The below model verifies passwords based on keystroke dynamics. Please feel free to try it out

Please set your password

The aim of this project is to produce be able to authenticate users via only keystroke dynamics. This can be used in a variety of applications; for example, it can smoothen user experience by allowing some typos in password entry or can significantly improve security by requiring both password and keystroke dynamic authentication.

In the web version displayed above, among us other adjustments, we are only able to use the time between key presses as an input. However, in the full version, which runs directly on the authentication machine, we can also include the time the key is held down (on most machines), which greatly increases accuracy of the model. We also include people using the DVORAK keyboard in the dataset. We found it best to pretrain the model on the Carnegie Mellon dataset.
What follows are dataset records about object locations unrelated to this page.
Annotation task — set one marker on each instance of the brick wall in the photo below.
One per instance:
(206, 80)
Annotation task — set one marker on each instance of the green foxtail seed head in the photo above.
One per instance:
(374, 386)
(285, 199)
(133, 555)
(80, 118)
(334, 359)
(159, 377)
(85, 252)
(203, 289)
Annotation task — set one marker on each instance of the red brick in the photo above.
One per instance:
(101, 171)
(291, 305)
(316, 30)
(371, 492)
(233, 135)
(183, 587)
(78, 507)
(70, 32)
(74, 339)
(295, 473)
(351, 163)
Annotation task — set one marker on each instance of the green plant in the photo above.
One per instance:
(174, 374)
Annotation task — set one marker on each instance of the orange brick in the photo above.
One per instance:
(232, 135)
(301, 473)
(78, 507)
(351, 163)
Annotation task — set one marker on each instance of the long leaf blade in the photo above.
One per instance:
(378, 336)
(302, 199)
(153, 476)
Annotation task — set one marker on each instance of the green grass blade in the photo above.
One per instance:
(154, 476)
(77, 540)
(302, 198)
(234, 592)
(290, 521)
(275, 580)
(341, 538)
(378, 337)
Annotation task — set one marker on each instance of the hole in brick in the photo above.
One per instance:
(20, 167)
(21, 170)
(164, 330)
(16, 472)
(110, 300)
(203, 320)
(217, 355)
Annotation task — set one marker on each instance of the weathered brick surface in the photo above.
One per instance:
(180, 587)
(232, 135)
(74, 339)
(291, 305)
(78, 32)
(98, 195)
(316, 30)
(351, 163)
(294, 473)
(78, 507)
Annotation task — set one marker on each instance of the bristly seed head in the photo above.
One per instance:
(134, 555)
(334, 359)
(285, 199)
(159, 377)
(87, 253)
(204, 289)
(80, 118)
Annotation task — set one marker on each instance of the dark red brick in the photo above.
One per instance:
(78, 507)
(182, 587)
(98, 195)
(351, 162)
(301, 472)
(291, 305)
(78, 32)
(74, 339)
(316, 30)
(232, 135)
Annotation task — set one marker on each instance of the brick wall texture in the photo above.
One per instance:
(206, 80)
We clearly see improvements from deeper networks, but required user inputs to train the model to their password input also increased (it's a little ridiculous to ask users to type their password 100 times or to ask them to enter a paragraph for every login). Thus, we came upon a solution that balances the success rate while ensuring the need for little input.

One of the largest problems faced is user login on a new computer. This is usually associated with a change in keyboard and thus a change in the keystroke dynamics. We see this change even if a user uses the same model keyboard on a different computer. This seems to be a systemic problem to keyboard dynamic authentication due to the change in distribution of input data, although we see some success with some changes to the model and a lower bar for authentication (not included in the web version).